In fact, my self-esteem is quite strong, as evidenced by my conviction that I was right that I was physically ill, and the doctor was wrong in insisting it was all in my head. I refused to back down in the face of bullying, which (according to a friend who was a psych nurse) should have indicated to any doctor with half a brain that I wasn't a weak-willed depressive, and that the depression diagnosis should be discarded and a more appropriate diagnosis considered ... perhaps the diagnosis that I told the doctor I already had: post-viral fatigue syndrome.
CBT, while seemingly harmless, can cause a patient to miss out on that critical time window of getting proper treatment for CFS in the crucial early months when the disease can be stopped before it gets too bad. If the therapist keeps pushing the patient to exercise, on the theory that exercise lifts depression, the destructive effect of exercise on a CFS patient who should *not* do aerobic exercise can be permanent.

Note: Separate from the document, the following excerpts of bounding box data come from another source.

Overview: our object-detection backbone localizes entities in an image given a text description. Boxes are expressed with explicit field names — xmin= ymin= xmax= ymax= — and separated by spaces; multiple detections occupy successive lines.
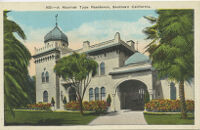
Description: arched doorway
xmin=69 ymin=87 xmax=76 ymax=102
xmin=118 ymin=80 xmax=147 ymax=110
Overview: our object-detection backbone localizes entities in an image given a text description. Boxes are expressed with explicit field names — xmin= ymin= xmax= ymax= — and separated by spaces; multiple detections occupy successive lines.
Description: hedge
xmin=145 ymin=99 xmax=194 ymax=112
xmin=65 ymin=101 xmax=108 ymax=113
xmin=27 ymin=103 xmax=51 ymax=110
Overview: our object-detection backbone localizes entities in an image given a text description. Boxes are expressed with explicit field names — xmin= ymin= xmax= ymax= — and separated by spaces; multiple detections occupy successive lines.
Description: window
xmin=89 ymin=88 xmax=93 ymax=101
xmin=69 ymin=87 xmax=76 ymax=102
xmin=95 ymin=88 xmax=99 ymax=101
xmin=96 ymin=65 xmax=99 ymax=76
xmin=101 ymin=87 xmax=106 ymax=100
xmin=42 ymin=72 xmax=45 ymax=83
xmin=45 ymin=71 xmax=49 ymax=82
xmin=43 ymin=91 xmax=48 ymax=102
xmin=170 ymin=82 xmax=176 ymax=100
xmin=100 ymin=62 xmax=105 ymax=75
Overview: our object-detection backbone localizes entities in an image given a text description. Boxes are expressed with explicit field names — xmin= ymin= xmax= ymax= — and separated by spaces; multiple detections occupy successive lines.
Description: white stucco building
xmin=33 ymin=24 xmax=194 ymax=110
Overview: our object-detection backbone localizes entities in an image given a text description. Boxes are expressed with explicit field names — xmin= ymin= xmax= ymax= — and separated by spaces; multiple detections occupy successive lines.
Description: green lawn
xmin=144 ymin=113 xmax=194 ymax=125
xmin=5 ymin=111 xmax=98 ymax=125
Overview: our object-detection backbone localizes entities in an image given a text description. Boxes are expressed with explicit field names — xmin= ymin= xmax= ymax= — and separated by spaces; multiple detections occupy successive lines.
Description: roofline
xmin=32 ymin=48 xmax=59 ymax=58
xmin=109 ymin=67 xmax=152 ymax=75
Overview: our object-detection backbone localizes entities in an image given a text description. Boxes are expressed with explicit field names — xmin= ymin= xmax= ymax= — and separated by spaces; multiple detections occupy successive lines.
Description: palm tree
xmin=4 ymin=11 xmax=31 ymax=115
xmin=144 ymin=10 xmax=194 ymax=118
xmin=54 ymin=53 xmax=98 ymax=115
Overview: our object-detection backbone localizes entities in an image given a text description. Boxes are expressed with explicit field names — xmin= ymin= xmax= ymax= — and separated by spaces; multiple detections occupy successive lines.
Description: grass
xmin=144 ymin=112 xmax=194 ymax=125
xmin=5 ymin=110 xmax=98 ymax=125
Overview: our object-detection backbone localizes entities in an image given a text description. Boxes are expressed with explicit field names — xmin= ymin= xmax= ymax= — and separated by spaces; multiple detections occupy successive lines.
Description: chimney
xmin=126 ymin=40 xmax=135 ymax=51
xmin=83 ymin=41 xmax=90 ymax=50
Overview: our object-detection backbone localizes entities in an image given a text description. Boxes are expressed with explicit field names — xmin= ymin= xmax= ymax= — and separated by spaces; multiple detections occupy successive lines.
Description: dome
xmin=44 ymin=26 xmax=68 ymax=44
xmin=125 ymin=52 xmax=150 ymax=65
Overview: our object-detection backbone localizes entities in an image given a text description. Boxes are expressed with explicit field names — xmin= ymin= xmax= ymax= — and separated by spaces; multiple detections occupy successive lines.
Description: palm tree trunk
xmin=179 ymin=80 xmax=187 ymax=119
xmin=79 ymin=99 xmax=83 ymax=115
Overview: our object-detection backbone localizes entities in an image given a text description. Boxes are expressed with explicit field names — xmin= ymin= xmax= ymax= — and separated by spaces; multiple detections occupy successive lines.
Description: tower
xmin=33 ymin=15 xmax=68 ymax=109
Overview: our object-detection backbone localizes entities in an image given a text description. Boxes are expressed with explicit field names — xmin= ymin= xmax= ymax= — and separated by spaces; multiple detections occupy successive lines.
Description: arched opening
xmin=117 ymin=80 xmax=147 ymax=110
xmin=45 ymin=72 xmax=49 ymax=82
xmin=69 ymin=87 xmax=76 ymax=102
xmin=89 ymin=88 xmax=93 ymax=101
xmin=43 ymin=91 xmax=48 ymax=102
xmin=94 ymin=87 xmax=99 ymax=101
xmin=101 ymin=87 xmax=106 ymax=100
xmin=100 ymin=62 xmax=105 ymax=75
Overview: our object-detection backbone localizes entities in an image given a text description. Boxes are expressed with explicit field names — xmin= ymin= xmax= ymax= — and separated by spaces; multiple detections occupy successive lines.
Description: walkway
xmin=89 ymin=110 xmax=147 ymax=125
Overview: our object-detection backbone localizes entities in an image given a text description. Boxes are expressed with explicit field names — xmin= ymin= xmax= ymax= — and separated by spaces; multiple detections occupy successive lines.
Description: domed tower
xmin=33 ymin=16 xmax=69 ymax=109
xmin=44 ymin=23 xmax=68 ymax=47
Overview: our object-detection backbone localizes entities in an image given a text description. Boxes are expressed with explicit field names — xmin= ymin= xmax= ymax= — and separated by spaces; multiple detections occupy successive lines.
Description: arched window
xmin=43 ymin=91 xmax=48 ymax=102
xmin=89 ymin=88 xmax=93 ymax=101
xmin=170 ymin=82 xmax=176 ymax=100
xmin=45 ymin=71 xmax=49 ymax=82
xmin=94 ymin=88 xmax=99 ymax=101
xmin=42 ymin=72 xmax=45 ymax=83
xmin=100 ymin=62 xmax=105 ymax=75
xmin=69 ymin=87 xmax=76 ymax=102
xmin=101 ymin=87 xmax=106 ymax=100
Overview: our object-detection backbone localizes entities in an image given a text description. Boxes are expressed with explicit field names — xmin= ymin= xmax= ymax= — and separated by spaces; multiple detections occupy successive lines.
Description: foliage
xmin=144 ymin=113 xmax=194 ymax=125
xmin=4 ymin=11 xmax=31 ymax=113
xmin=51 ymin=97 xmax=55 ymax=106
xmin=54 ymin=53 xmax=98 ymax=115
xmin=145 ymin=9 xmax=194 ymax=118
xmin=63 ymin=96 xmax=67 ymax=104
xmin=145 ymin=99 xmax=194 ymax=112
xmin=27 ymin=103 xmax=51 ymax=110
xmin=65 ymin=101 xmax=108 ymax=113
xmin=106 ymin=94 xmax=111 ymax=106
xmin=144 ymin=91 xmax=150 ymax=103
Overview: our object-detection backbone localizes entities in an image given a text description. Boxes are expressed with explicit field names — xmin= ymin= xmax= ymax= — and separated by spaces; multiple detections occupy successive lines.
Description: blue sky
xmin=8 ymin=10 xmax=157 ymax=48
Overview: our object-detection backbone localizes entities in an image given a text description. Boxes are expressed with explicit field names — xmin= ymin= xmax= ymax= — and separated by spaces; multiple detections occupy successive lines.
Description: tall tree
xmin=146 ymin=10 xmax=194 ymax=118
xmin=4 ymin=11 xmax=31 ymax=113
xmin=54 ymin=53 xmax=98 ymax=115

Let's get the word out that there are ways to differentiate CFS from depression, and make sure that every doctor knows that they don't even have to order an expensive lab test: just send the patient out for a brisk walk and believe the patient when she comes back and says "I collapsed into bed" instead of accusing her of not wanting to exercise because the sweat would ruin her hair and make-up. A depressive would return energized and feel good the rest of the day; a CFS patient will be exhausted and suffer more of the flu-like symptoms. So easy a lay person like me can tell the difference.
Many medical disorders present as psychological disturbances. Pancreatic cancer can cause visual hallucinations. Adrenal tumors will cause behavior that can seem psychotic. So you have to be very careful not to accept psychiatric diagnoses at face value. –– Sheila Bastien, Ph.D.